Cause: group column or comparison values don't exist Solution:

  1. Check available metadata columns in ScRepCombiningExpression output
  2. Verify group names match exactly (case-sensitive)
toml
[CDR3AAPhyschem.envs]
group = "seurat_clusters"  # If CellType not available
comparison = ["0", "1"]  # Use cluster IDs

Issue: "Insufficient cells for regression"

Cause: Too few cells in one or more groups Solution:

  1. Use each to analyze samples separately if pooled analysis fails
  2. Combine similar cell types in comparison
toml
[CDR3AAPhyschem.envs]
# Combine rare subtypes
comparison = {HighExpander = ["Treg", "Tconv"], LowExpander = ["Tfh"]}

Issue: "No significant property differences"
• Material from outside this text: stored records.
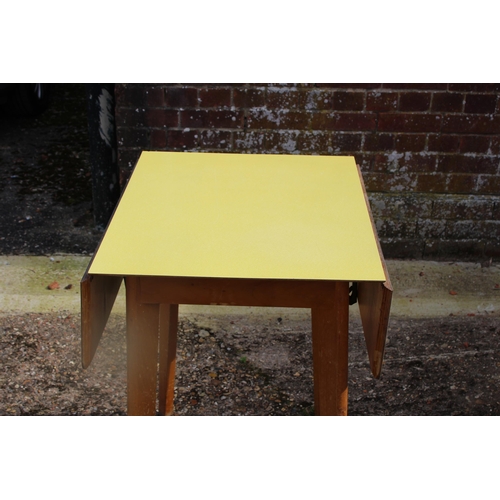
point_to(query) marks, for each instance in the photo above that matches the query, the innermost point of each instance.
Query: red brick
(474, 143)
(364, 160)
(464, 164)
(378, 142)
(157, 117)
(447, 102)
(346, 142)
(475, 87)
(348, 101)
(409, 122)
(281, 142)
(214, 140)
(414, 101)
(495, 145)
(431, 228)
(181, 97)
(132, 137)
(389, 182)
(318, 100)
(264, 118)
(461, 208)
(416, 86)
(284, 98)
(431, 183)
(155, 97)
(205, 118)
(488, 184)
(348, 85)
(480, 103)
(404, 162)
(249, 141)
(249, 97)
(410, 142)
(462, 124)
(381, 101)
(158, 139)
(461, 183)
(130, 117)
(444, 143)
(314, 142)
(126, 162)
(214, 98)
(343, 121)
(391, 228)
(180, 140)
(419, 162)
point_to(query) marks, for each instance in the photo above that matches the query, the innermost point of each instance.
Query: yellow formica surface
(242, 216)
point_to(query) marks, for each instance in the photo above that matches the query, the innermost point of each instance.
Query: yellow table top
(242, 216)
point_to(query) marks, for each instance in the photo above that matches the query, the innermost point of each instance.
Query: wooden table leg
(168, 345)
(142, 351)
(330, 328)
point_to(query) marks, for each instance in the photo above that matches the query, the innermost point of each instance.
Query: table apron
(235, 292)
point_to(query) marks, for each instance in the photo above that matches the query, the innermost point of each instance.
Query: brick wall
(430, 153)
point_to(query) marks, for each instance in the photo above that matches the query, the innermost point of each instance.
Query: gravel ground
(432, 367)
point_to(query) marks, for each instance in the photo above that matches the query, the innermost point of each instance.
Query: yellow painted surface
(242, 216)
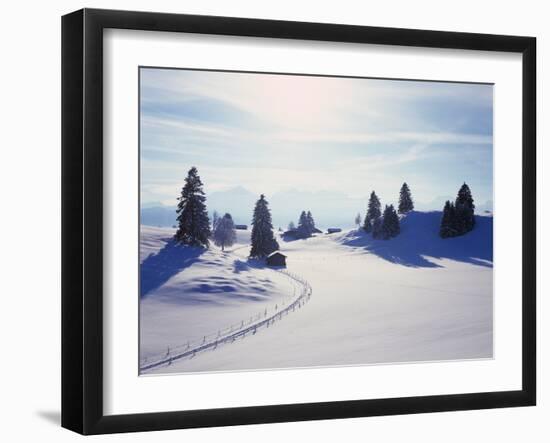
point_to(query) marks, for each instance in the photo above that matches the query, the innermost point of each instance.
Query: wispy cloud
(274, 132)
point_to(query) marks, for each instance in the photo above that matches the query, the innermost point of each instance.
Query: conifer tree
(405, 199)
(263, 242)
(390, 223)
(304, 225)
(358, 220)
(448, 221)
(464, 206)
(215, 219)
(193, 223)
(310, 222)
(225, 234)
(376, 225)
(373, 212)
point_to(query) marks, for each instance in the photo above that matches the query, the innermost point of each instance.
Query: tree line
(194, 224)
(194, 227)
(386, 225)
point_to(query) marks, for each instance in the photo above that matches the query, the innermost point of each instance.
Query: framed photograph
(269, 221)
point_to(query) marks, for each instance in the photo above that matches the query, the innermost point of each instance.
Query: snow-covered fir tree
(304, 224)
(464, 206)
(373, 212)
(310, 222)
(215, 219)
(458, 218)
(263, 242)
(193, 223)
(405, 199)
(376, 227)
(448, 221)
(225, 234)
(390, 223)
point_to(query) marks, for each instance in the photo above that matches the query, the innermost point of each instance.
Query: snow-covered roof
(275, 253)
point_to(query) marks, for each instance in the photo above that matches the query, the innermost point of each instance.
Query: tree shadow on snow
(158, 268)
(419, 241)
(246, 265)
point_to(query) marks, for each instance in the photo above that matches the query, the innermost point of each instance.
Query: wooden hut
(276, 258)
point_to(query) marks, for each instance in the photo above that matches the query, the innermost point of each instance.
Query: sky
(313, 135)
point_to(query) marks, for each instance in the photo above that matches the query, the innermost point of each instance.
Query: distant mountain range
(329, 209)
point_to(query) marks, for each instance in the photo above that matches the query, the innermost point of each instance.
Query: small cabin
(276, 258)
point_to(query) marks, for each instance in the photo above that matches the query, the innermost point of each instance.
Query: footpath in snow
(413, 298)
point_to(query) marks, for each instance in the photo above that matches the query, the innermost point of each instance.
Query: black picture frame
(82, 218)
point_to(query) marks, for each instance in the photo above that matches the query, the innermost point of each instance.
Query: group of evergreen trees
(194, 224)
(262, 239)
(386, 225)
(306, 224)
(458, 217)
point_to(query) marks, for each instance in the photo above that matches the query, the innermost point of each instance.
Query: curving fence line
(231, 333)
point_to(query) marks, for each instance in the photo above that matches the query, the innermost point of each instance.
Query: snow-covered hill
(413, 298)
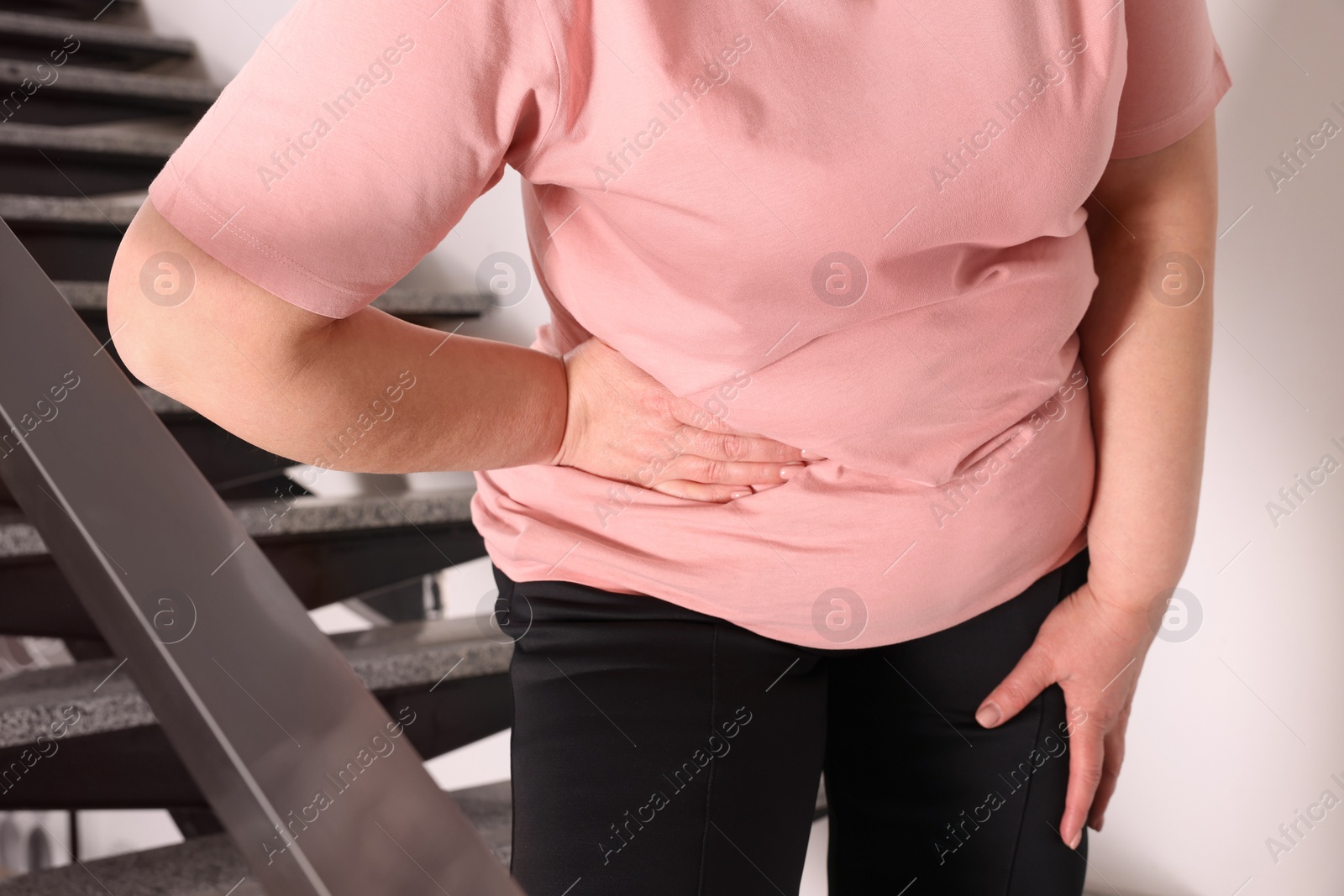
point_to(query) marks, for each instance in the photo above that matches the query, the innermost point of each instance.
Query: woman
(866, 320)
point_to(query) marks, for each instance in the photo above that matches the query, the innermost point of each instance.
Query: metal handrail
(315, 782)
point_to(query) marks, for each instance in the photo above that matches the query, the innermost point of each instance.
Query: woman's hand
(624, 425)
(1095, 649)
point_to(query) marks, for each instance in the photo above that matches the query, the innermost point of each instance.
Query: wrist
(550, 410)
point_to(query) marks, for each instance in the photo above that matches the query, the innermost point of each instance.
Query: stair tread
(87, 295)
(108, 141)
(139, 85)
(104, 211)
(213, 866)
(407, 656)
(293, 516)
(93, 33)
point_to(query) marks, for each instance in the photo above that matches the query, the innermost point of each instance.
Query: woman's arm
(1147, 352)
(295, 383)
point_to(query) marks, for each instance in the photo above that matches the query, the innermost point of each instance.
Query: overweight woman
(866, 432)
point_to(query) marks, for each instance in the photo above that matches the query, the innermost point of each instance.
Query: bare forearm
(369, 392)
(1148, 360)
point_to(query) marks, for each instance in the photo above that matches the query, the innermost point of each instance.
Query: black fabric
(658, 750)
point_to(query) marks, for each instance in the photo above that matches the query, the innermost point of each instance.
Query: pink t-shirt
(853, 228)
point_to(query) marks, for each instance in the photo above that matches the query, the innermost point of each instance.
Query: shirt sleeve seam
(1198, 98)
(561, 94)
(253, 241)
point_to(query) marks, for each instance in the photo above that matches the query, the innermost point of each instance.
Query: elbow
(147, 340)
Cause: Groups may not differ in physicochemical properties Solution:

  1. Check if comparison groups are biologically distinct
  2. Consider different group column (e.g., gene expression clusters)
  3. Verify CDR3 sequences are high-quality

Scientific Context

Key Publications

  1. Stadinski et al. (2016): "Hydrophobic CDR3 residues promote development of self-reactive T cells" - Nature Immunology
  2. Lagattuta et al. (2022): "TCR sequence features influence T cell fate" - Nature Immunology
  3. Ostmeyer et al. (2019): "Biophysicochemical motifs distinguish TILs from healthy tissue" - Cancer Research

Interpretation Guidelines

  • High GRAVY: More hydrophobic CDR3 (associated with self-reactivity, Treg)
  • High charge: Electrostatic potential may affect binding affinity
  • High aromaticity: Increased π-π interactions, structural stability
  • Length distribution: Longer CDR3s may provide broader specificity

Feature Engineering Applications

Use properties as features for:

  • TCR specificity prediction models
  • T cell fate classification (Treg vs Tconv)
  • Antigen binding affinity estimation
  • Cross-reactivity assessment

Output Format

  • Directory: {{in.scrfile | stem}}.cdr3aaphyschem/
  • Files:
    • Regression plots per property (hydrophobicity, volume, pI)
    • Statistical tables comparing groups
    • CDR3 length distributions
    • Property correlation matrices
  • Visualizations:
    • Property vs length scatter plots
    • Group-wise property boxplots
    • Regression curves with confidence intervals

Advanced Usage

Custom Property Scales

If using non-default scales (requires modifying underlying R script):

toml
# Note: Advanced usage - may require script modification
[CDR3AAPhyschem]
[CDR3AAPhyschem.envs]
# Specify alternative hydrophobicity scale
hydro_scale = "Wimley"
pK_source = "Murray"

Length-Based Stratification

toml
[CDR3AAPhyschem]
[CDR3AAPhyschem.envs]
# Analyze by CDR3 length bins
group = "CellType"
comparison = ["Treg", "Tconv"]
# Use metadata column with length information
each = "CDR3_Length_Bin"
chain = "TRB"

Publication-Ready Plots

toml
[CDR3AAPhyschem]
[CDR3AAPhyschem.envs]
group = "CellType"
comparison = {Treg = "Treg", Tconv = "Tconv"}
target = "Treg"
chain = "TRB"
# Publication parameters
plot_theme = "nature"
fig_dpi = 300
fig_format = "pdf"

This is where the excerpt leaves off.